Three interesting things - 20231213
Interactive visualization of LLM architectures
https://bbycroft.net/llm by Brendan Bycroft
This is a really cool visualization! It does not only allow you to explore the architecture with zoom & rotation, but also has a detailed explanation of how information flow through the network, with a high-quality animation. Although it still requires some time to understand what’s going on in the visualization, it is extremely well done.
You can also check out source code: https://github.com/bbycroft/llm-viz
Pre-registration for predictive modeling
An interesting proposal to pre-registering predictive modeling (research) by @jakehofman et al.
https://arxiv.org/abs/2311.18807
Why do you need this? Although predictive (vs. explanatory) modeling is less prone to p-hacking due to the requirement to test on out-of-sample data, there are still many factors and choices that can make it vulnerable. Many predictive modeling tasks not only involve a lot of potential predictors but also require exploratory data analysis (EDA) and iterative model updates to arrive at good models. This can sometimes lead to overfitting and inappropriate re-use of data. Furthermore, there are still lots of researcher-degree-of-freedom like the choice of evaluation metrics, hyperparameters, etc.
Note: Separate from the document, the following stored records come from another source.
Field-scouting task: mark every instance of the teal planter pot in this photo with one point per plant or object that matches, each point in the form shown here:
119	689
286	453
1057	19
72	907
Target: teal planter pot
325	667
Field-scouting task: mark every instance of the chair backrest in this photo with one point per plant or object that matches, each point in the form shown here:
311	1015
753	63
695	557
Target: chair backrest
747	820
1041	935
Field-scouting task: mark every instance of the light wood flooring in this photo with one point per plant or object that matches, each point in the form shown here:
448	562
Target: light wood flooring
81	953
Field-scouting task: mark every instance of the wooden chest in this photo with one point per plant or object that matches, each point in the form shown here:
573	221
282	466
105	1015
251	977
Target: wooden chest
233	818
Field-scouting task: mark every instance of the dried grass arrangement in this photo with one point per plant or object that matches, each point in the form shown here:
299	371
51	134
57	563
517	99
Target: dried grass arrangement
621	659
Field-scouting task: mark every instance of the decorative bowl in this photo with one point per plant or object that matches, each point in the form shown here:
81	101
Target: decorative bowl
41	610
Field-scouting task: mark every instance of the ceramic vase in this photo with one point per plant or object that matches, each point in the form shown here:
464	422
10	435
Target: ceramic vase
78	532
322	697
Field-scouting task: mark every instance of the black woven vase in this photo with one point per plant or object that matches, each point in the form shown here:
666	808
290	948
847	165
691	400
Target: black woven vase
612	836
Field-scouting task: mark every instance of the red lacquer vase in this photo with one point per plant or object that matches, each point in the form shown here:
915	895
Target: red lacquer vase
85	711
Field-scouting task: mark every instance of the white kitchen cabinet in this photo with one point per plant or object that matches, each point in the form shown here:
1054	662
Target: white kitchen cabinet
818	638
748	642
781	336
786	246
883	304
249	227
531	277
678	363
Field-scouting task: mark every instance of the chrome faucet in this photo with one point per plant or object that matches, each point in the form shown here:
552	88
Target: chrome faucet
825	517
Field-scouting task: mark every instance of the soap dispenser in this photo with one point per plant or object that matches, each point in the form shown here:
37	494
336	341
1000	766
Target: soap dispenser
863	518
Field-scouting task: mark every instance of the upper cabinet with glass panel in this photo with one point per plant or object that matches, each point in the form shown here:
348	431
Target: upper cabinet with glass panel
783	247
The key idea from this paper is to do a two-step pre-registration: the first at the time of declaring the problem and the second after finishing the training of the model (with the model details and evaluation criteria). The first step would help clarifying and setting the problem concretely and the second step can ensure good generalizability.
llamafile
llamafile is a project by Mozilla Ocho (“Innovation and Experiments @ Mozilla”) that aims to distribute LLMs (and beyond?) as a highly-optimized single executable. First heard from Simon Willison but Kevin’s post finally nudged me to try it out.
I tried on my MacBook Pro and the ease and speed is impressive! You can run 7B parameter models no problem.